Australia is entering what is hoped to be the final chapter of the easing coronavirus restrictions after a National Cabinet meeting on Friday.
Expected to begin in July, the 100-person cap on all indoor gatherings has been scrapped, with a “four-square-metre rule” to be introduced.
Crowds of up to 10,000 people will also be allowed at stadiums with allocated seating, while music festivals have also been given the greenlight to go ahead with some fairly limiting conditions.
Stadiums with a capacity of 40,000 or less, which are ticketed with set seating, will be open but can only run at 25 per cent capacity.
“This is something that would be happening as part of step three, where states and territories choose to move to that, and it will require a bit more work,” Prime Minister Scott Morrison said.
“So that’s in July — we have to give venues and others time to prepare for that sort of change.
“Outdoor festivals will be allowed, but they will need to offer seating to patrons.
“If we’re talking about large folk festivals where people roam around from tent to tent, and gathering to gathering, that is not something that is being talked about here.
“The changes will be implemented as states move to ease restrictions at their own pace.”
Nightclubs are the only venues still forced to remain closed (except in the NT).
“I wouldn’t anticipate those venues opening any time soon or as I said, those larger mass gathering festivals that take place,” Morrison said.
Now it is up to the states and territories to announce their own timelines for easing restrictions, but all states are expected to reach stage three in July.
NSW has flagged it will open up from July 1, Queensland has suggested July 10 while Tasmania announced it would move to ease more restrictions on June 26.
South Australia has signalled it will reopen its borders from July 20.

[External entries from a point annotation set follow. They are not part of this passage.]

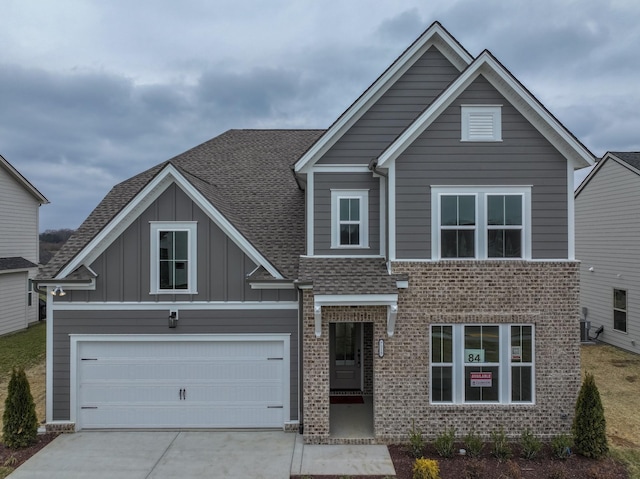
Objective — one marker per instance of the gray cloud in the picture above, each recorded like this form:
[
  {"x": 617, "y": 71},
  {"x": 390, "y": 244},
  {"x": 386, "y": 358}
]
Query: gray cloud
[{"x": 95, "y": 92}]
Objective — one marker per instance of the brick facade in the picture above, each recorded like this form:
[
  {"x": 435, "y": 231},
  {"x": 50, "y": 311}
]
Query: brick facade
[{"x": 544, "y": 294}]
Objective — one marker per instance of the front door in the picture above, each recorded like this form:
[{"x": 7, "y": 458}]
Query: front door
[{"x": 345, "y": 356}]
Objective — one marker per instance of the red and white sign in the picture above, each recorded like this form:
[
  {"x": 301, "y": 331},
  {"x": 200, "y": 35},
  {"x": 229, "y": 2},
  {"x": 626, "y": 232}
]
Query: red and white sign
[{"x": 481, "y": 380}]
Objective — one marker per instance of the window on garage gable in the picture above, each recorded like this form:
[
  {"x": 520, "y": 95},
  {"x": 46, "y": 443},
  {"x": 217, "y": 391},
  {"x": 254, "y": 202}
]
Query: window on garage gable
[{"x": 173, "y": 257}]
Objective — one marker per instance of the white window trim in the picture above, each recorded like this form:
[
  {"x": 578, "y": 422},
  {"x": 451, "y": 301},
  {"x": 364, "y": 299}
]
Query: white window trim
[
  {"x": 191, "y": 227},
  {"x": 505, "y": 365},
  {"x": 625, "y": 311},
  {"x": 495, "y": 111},
  {"x": 363, "y": 196},
  {"x": 481, "y": 193}
]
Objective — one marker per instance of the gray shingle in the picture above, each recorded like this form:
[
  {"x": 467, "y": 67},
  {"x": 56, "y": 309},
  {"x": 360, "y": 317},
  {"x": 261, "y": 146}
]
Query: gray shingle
[
  {"x": 15, "y": 262},
  {"x": 246, "y": 175},
  {"x": 630, "y": 157},
  {"x": 347, "y": 275}
]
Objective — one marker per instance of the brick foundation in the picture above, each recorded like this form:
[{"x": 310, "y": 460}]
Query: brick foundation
[{"x": 544, "y": 294}]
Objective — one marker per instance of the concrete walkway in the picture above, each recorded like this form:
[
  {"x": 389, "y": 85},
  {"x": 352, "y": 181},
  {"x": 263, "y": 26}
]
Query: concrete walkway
[{"x": 198, "y": 454}]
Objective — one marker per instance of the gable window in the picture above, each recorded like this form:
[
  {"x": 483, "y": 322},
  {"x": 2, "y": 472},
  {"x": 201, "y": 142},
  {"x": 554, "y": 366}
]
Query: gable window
[
  {"x": 481, "y": 122},
  {"x": 349, "y": 222},
  {"x": 481, "y": 222},
  {"x": 620, "y": 310},
  {"x": 482, "y": 364},
  {"x": 173, "y": 257}
]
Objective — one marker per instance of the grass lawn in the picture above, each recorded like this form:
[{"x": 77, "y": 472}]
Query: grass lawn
[{"x": 617, "y": 375}]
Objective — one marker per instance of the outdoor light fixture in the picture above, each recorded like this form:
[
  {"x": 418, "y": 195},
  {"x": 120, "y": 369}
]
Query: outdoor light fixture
[
  {"x": 173, "y": 318},
  {"x": 58, "y": 291}
]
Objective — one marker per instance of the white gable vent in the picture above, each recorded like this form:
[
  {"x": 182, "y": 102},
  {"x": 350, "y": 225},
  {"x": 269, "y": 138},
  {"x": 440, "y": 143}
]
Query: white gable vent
[{"x": 481, "y": 123}]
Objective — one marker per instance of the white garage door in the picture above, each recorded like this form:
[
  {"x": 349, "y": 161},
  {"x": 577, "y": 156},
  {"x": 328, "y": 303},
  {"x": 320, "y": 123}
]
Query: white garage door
[{"x": 164, "y": 382}]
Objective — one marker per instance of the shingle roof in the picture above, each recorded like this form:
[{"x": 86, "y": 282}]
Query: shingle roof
[
  {"x": 15, "y": 262},
  {"x": 246, "y": 175},
  {"x": 348, "y": 275},
  {"x": 630, "y": 157}
]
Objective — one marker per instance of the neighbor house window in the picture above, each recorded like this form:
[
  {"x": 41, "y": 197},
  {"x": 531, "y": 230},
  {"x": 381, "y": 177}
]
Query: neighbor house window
[
  {"x": 481, "y": 222},
  {"x": 481, "y": 122},
  {"x": 349, "y": 223},
  {"x": 620, "y": 310},
  {"x": 482, "y": 364},
  {"x": 173, "y": 257}
]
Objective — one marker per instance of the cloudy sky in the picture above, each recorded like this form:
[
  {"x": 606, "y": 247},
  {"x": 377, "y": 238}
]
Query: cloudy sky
[{"x": 93, "y": 92}]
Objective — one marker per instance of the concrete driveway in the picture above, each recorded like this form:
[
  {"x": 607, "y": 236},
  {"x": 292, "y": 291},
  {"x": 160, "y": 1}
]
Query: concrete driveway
[
  {"x": 163, "y": 454},
  {"x": 198, "y": 454}
]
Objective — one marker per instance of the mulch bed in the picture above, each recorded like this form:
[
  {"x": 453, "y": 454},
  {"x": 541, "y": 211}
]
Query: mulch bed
[
  {"x": 545, "y": 466},
  {"x": 15, "y": 457}
]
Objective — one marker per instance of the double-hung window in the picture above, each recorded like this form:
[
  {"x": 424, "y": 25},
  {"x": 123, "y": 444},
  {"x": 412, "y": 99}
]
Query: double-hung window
[
  {"x": 620, "y": 310},
  {"x": 481, "y": 222},
  {"x": 482, "y": 363},
  {"x": 173, "y": 257},
  {"x": 349, "y": 222}
]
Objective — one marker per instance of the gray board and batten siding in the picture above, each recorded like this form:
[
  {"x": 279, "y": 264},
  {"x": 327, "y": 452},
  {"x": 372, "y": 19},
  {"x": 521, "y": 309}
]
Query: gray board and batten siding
[
  {"x": 124, "y": 267},
  {"x": 438, "y": 157},
  {"x": 398, "y": 107},
  {"x": 607, "y": 232},
  {"x": 323, "y": 184},
  {"x": 155, "y": 322}
]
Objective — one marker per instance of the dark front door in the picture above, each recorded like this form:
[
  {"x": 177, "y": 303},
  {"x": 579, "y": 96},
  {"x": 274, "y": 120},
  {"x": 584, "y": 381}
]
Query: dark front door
[{"x": 345, "y": 355}]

Rodney Harrex, the chief executive of the South Australian Tourism Commission, welcomed news that more than 2000 people will be permitted to the AFL Showdown.
“It’s fantastic that South Australia – that Adelaide Oval – is the pilot for sporting and stadium events across the country,” he said.
“Thanks to the hard work of South Australians in stopping the spread of this virus, it’s put us in the enviable position of the first jurisdiction to host a sporting event of this size. I’m sure it’s taken much work by the Adelaide Oval Stadium Management Authority, together with SA Health, to make it as safe as possible for everyone attending – and it can be used as a test case nationwide.”